“When you were born, nobody was by my side in the hospital. Your father had left me and never came back.”
“Really? Who took you to the hospital?”
“I came to the United States a few months before you were born. My family, my relatives, and my friends were all in Viet Nam. I had no one to turn to in the United States. The personal who took me to the hospital was a female friend. She drove me to the hospital and then left.”
My mother told me this story when I was beginning my 7th grade. At that time, I did not realize what importance that story had and how it affected my life. I have thought much about it over the next several years and have slowly begun to realize what I was missing in my childhood.
When children are young, their fathers play catch with them in the backyard, take them to Disneyland, take them to the zoo and let them touch the animals, swing them around in the air, hear their secrets, build model airplane and put together puzzles with them, and do many things with them. I did not have this experience in my life. Up until now, I did not realize that my childhood could have been better.
My mother mentioned my uncle often, but never my father.
When I was little, she told me, my uncle had just arrived in the United States. He knew very little English and struggled to find a job while studying at the same time. He shared a room in our home in Garden Grove, the home that I have lived in ever since I can remember. My mother would tell me stories about how my uncle helped me in everything.

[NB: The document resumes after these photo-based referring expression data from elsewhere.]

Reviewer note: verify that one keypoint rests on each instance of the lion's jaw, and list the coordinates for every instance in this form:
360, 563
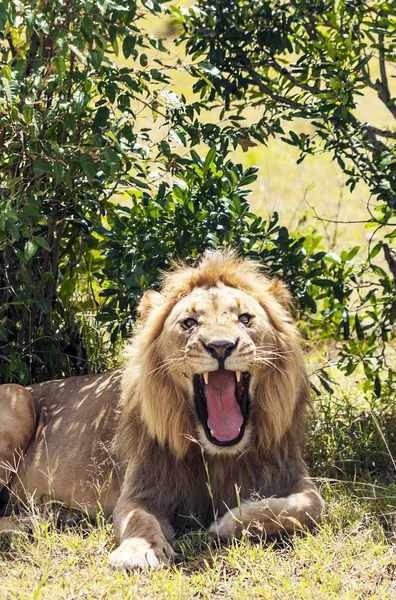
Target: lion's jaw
213, 347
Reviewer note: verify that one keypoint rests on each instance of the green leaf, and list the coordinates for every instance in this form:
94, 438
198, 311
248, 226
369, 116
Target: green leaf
88, 165
209, 158
128, 45
31, 248
101, 117
59, 171
112, 159
42, 166
42, 242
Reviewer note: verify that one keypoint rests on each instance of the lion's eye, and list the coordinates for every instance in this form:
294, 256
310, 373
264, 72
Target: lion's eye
189, 323
245, 318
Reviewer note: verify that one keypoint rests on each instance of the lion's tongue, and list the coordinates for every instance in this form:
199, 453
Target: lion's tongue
224, 413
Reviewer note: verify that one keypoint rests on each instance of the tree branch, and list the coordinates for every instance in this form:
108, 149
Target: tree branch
382, 132
266, 90
390, 260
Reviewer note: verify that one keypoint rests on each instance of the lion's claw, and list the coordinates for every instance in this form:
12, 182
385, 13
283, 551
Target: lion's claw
138, 554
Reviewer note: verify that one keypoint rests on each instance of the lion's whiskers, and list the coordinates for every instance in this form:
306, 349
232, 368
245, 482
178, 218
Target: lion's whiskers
166, 365
267, 361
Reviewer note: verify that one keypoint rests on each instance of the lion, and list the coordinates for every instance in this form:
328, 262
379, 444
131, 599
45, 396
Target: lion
210, 423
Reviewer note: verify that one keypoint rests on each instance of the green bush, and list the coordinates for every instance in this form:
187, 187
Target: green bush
73, 260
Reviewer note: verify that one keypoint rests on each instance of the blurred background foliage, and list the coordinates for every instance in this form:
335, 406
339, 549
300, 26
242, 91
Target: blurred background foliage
122, 150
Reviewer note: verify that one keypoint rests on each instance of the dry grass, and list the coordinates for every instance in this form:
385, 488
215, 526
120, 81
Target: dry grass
349, 557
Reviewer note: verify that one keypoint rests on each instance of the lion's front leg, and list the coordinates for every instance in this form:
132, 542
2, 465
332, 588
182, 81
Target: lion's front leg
301, 509
141, 535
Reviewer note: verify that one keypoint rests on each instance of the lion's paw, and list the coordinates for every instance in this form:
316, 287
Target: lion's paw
137, 553
226, 528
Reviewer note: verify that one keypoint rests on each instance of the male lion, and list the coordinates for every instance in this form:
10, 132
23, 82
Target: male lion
214, 399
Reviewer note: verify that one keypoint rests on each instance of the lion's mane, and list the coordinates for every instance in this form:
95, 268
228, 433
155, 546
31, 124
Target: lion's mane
154, 405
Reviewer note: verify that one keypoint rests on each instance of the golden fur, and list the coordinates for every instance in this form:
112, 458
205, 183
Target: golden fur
143, 381
172, 467
170, 460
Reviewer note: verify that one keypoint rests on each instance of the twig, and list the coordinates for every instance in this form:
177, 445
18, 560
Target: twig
390, 260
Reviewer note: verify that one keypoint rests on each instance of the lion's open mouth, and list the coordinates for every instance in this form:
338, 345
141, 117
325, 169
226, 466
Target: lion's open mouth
222, 404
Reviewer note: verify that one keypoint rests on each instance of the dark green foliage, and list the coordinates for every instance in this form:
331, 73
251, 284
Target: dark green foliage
206, 208
73, 261
67, 142
311, 61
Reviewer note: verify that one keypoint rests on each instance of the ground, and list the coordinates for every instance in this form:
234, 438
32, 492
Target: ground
351, 556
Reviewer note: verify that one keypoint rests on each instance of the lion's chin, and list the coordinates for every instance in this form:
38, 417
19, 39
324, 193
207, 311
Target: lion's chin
222, 401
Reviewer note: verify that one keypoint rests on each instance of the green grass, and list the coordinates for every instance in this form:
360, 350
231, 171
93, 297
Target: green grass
350, 557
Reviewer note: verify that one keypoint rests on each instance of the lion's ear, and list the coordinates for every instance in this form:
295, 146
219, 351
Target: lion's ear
149, 300
281, 293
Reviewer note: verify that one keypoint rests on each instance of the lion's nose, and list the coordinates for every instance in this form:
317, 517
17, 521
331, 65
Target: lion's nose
221, 350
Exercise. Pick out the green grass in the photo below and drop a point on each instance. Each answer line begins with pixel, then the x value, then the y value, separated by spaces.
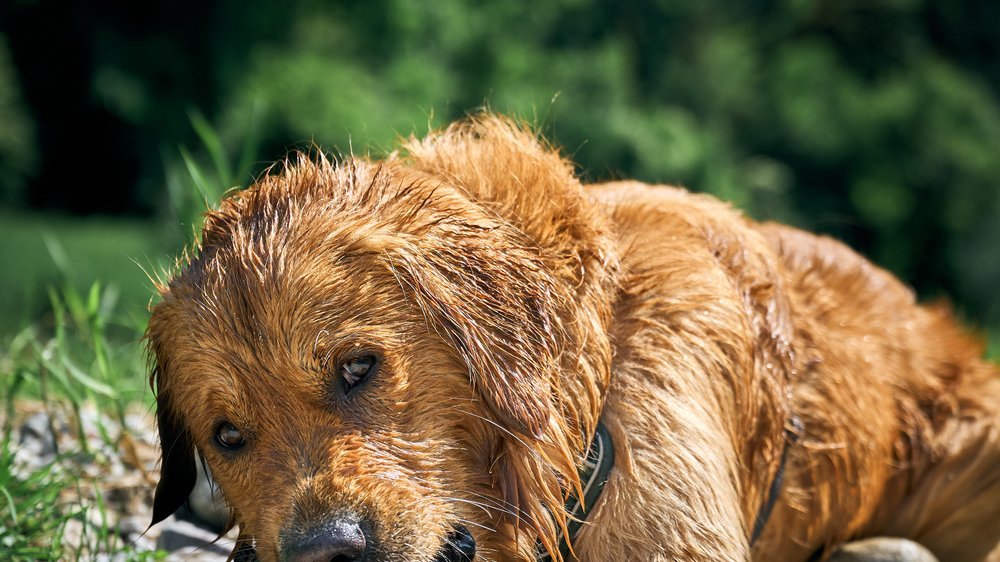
pixel 42 251
pixel 73 307
pixel 65 365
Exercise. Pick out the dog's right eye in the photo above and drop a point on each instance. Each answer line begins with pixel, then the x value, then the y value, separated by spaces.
pixel 229 437
pixel 356 370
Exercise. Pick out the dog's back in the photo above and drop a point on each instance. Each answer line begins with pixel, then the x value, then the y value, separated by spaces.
pixel 899 415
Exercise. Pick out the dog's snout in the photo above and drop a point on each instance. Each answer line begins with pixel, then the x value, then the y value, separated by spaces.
pixel 339 539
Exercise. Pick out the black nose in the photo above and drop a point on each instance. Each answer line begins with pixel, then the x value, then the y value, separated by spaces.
pixel 339 539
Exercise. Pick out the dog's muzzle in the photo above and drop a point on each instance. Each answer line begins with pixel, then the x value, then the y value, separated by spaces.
pixel 344 540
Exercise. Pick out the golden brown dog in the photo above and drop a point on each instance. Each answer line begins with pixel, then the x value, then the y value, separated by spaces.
pixel 405 360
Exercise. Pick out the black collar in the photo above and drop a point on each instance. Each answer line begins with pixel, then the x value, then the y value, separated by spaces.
pixel 791 437
pixel 597 468
pixel 593 476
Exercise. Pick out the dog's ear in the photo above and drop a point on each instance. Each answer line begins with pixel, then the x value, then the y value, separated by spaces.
pixel 177 467
pixel 496 306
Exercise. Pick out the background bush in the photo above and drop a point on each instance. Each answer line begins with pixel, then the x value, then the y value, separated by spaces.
pixel 875 121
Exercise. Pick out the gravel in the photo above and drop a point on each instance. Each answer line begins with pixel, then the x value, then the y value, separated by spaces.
pixel 118 458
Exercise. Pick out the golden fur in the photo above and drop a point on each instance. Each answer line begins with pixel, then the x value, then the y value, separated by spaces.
pixel 513 307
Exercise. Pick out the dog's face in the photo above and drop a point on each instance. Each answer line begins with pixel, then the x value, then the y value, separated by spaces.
pixel 367 360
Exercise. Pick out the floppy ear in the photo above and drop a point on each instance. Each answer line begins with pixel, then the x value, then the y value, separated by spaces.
pixel 177 466
pixel 495 302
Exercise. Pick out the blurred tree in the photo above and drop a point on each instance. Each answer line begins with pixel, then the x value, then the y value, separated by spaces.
pixel 876 121
pixel 18 154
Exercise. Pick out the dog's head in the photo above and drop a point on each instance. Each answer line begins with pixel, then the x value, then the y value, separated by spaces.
pixel 390 361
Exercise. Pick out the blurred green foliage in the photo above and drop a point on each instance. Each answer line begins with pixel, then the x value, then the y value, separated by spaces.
pixel 877 122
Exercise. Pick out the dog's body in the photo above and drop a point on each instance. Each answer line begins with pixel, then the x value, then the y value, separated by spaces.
pixel 719 353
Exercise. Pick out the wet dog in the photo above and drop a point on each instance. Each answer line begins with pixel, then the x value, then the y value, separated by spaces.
pixel 409 360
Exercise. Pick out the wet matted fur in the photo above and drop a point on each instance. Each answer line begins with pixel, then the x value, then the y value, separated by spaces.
pixel 496 308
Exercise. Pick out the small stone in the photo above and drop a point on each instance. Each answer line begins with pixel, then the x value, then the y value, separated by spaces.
pixel 177 535
pixel 36 435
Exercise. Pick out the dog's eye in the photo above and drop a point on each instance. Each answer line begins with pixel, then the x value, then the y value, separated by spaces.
pixel 228 436
pixel 354 371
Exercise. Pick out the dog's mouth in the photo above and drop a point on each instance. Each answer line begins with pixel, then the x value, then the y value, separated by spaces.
pixel 460 546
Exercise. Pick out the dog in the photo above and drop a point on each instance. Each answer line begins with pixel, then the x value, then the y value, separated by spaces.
pixel 431 357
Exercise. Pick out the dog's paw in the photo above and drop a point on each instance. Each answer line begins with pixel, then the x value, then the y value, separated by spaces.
pixel 882 549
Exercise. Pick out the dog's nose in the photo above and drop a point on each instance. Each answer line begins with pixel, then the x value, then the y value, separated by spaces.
pixel 339 539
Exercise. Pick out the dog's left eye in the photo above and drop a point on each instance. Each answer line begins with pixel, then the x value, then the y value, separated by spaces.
pixel 356 370
pixel 229 437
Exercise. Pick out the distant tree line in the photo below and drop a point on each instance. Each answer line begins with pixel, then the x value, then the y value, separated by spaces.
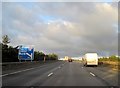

“When you were little, your uncle did not want you to suck on a bottle. He was afraid you would harm your teeth. So he took you into the backyard where I would not see you and would force you to drink milk from a cup. You would cry and cry.”
“When you were little, your uncle did not want you to experience he did, so he taught you math. When you were four years old, he asked you what was math problem here. You could not answer it at first and cried. You asked me for the answer, but I did not tell. After much crying, you said the correct answer, and he rewarded you with a stack of coloring books.”
My Uncle Barry did more things for me and loved me more than any other person, besides my mother, of course. Seeing the importance of education and understanding the concept that “All men are born free,” and have equal opportunities to succeed, Uncle Barry was determined to see that I would succeed in life. From seventh grade and throughout high school, my uncle helped me the only way he could, by teaching and helping me with math. Every day I would fax math questions I needed help with and he would take time to help me, even though he was supposed to be working. In addition, every week he would sacrifice his free time to teach me math so I can be ahead in my math class. Gradually I became less dependent on him because I was able to understand math concepts on my own. However, occasionally I would require help and he was happy to help me.
[arg, feels better *somewhere* else]My mother had nobody to support her 17 or 18 years ago. Initially she could only speak very little English, and she wanted to increase her English speaking skills by taking ESL classes at community colleges. However, she could not take classes because I was constantly sick. For some reason, I became sick every few weeks when I was in elementary school. Because my mother did not have anyone to take care of me, she had to be absent from her classes. Eventually she had to completely drop the classes to take care of me. As a result she is not very fluent in English today.
I believe that if I did not have my Uncle Barry to help me, my life would be quite different. My uncle essentially took up my father’s role. He loved me as much as any father would. He made me feel as if I did not need a dad. It took several years of thinking and pondering before I was able to reflect upon my past and realize this. Even now he still helps me by tutoring me in math and taking me every week to practice tennis with him.